Step-by-Step Process

  1. Write and balance the chemical equation
  2. Convert given amount to moles (using molar mass if given grams)
  3. Use the mole ratio from the balanced equation
  4. Convert moles to desired units (grams, liters, particles)

Example 1

2H₂ + O₂ → 2H₂O. How many moles of water from 3 moles of H₂?

Mole ratio: 2 mol H₂ produces 2 mol H₂O (ratio = 1:1)

Moles of H₂O = 3 × (2/2)

= 3 moles of H₂O

Example 2

How many grams of O₂ needed to react with 10 g of H₂? (2H₂ + O₂ → 2H₂O)

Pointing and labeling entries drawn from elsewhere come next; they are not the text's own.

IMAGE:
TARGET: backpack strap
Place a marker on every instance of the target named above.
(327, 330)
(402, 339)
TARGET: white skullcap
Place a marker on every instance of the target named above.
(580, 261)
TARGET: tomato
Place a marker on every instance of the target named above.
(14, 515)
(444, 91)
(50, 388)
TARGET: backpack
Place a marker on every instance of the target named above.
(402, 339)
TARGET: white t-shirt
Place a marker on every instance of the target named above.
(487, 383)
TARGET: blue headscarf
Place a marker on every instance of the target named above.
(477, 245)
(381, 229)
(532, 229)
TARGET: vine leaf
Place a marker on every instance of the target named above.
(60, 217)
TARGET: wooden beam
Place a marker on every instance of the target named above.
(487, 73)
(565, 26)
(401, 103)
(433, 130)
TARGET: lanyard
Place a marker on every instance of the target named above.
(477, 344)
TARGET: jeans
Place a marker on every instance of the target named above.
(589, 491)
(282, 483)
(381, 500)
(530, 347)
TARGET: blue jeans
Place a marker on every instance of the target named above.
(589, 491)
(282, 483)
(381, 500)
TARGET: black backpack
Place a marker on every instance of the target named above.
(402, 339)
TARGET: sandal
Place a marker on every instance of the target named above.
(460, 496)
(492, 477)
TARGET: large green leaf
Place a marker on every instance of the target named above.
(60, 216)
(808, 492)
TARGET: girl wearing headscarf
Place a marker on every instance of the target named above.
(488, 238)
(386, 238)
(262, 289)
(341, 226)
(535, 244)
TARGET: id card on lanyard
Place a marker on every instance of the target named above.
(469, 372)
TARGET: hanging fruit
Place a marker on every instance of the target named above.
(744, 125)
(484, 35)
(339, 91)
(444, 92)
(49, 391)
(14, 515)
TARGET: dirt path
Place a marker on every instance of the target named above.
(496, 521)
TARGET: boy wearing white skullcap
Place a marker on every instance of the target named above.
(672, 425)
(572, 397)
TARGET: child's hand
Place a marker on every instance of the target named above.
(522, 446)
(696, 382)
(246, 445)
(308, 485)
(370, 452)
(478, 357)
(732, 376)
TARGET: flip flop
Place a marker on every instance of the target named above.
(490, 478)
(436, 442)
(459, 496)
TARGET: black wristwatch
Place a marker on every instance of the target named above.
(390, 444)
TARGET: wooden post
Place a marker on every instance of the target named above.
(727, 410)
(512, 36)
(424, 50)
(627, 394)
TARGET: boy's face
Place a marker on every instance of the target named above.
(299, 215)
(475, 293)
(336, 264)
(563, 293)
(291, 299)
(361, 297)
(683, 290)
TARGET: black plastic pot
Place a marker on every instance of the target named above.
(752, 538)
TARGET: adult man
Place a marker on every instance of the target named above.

Moles of H₂ = 10 g / 2.016 g/mol = 4.96 mol

Mole ratio: 2 mol H₂ : 1 mol O₂

Moles of O₂ = 4.96 × (1/2) = 2.48 mol

Grams of O₂ = 2.48 × 32.00 g/mol

= 79.4 g of O₂

When to Use It

Use stoichiometry when:

  • Predicting how much product a reaction will yield
  • Determining how much reactant is needed
  • Finding the limiting reagent in a reaction
  • Scaling up reactions for industrial or lab purposes

Key Notes

  • Mole ratios from balanced equations: Coefficients in a balanced equation give the exact molar ratios of reactants and products. In 2H₂ + O₂ → 2H₂O, 2 moles of H₂ react with 1 mole of O₂ to produce 2 moles of H₂O — regardless of the actual quantities used.
  • The limiting reagent determines yield: The reactant that runs out first limits how much product can form. The other reactant is in excess. Identify the limiting reagent by converting all reactant quantities to moles and comparing to stoichiometric ratios.
  • Percent yield: (actual / theoretical) × 100: Theoretical yield is the maximum from stoichiometry; actual yield is what you measure in the lab. Values under 100% reflect incomplete reaction, side reactions, handling losses, or measurement error. Values over 100% indicate impurities or errors.
  • Molar mass conversion chain: grams → moles (÷ molar mass) → moles product (× coefficient ratio) → grams product (× molar mass). Every stoichiometry calculation follows this exact pathway. Keep track of units at every step.
  • Applications: Stoichiometry is used in industrial chemical production (scaling reactions), pharmaceutical synthesis (maximizing yield, minimizing waste), food science (recipe formulation), environmental monitoring (emission calculations), and analytical chemistry (titration endpoint calculations).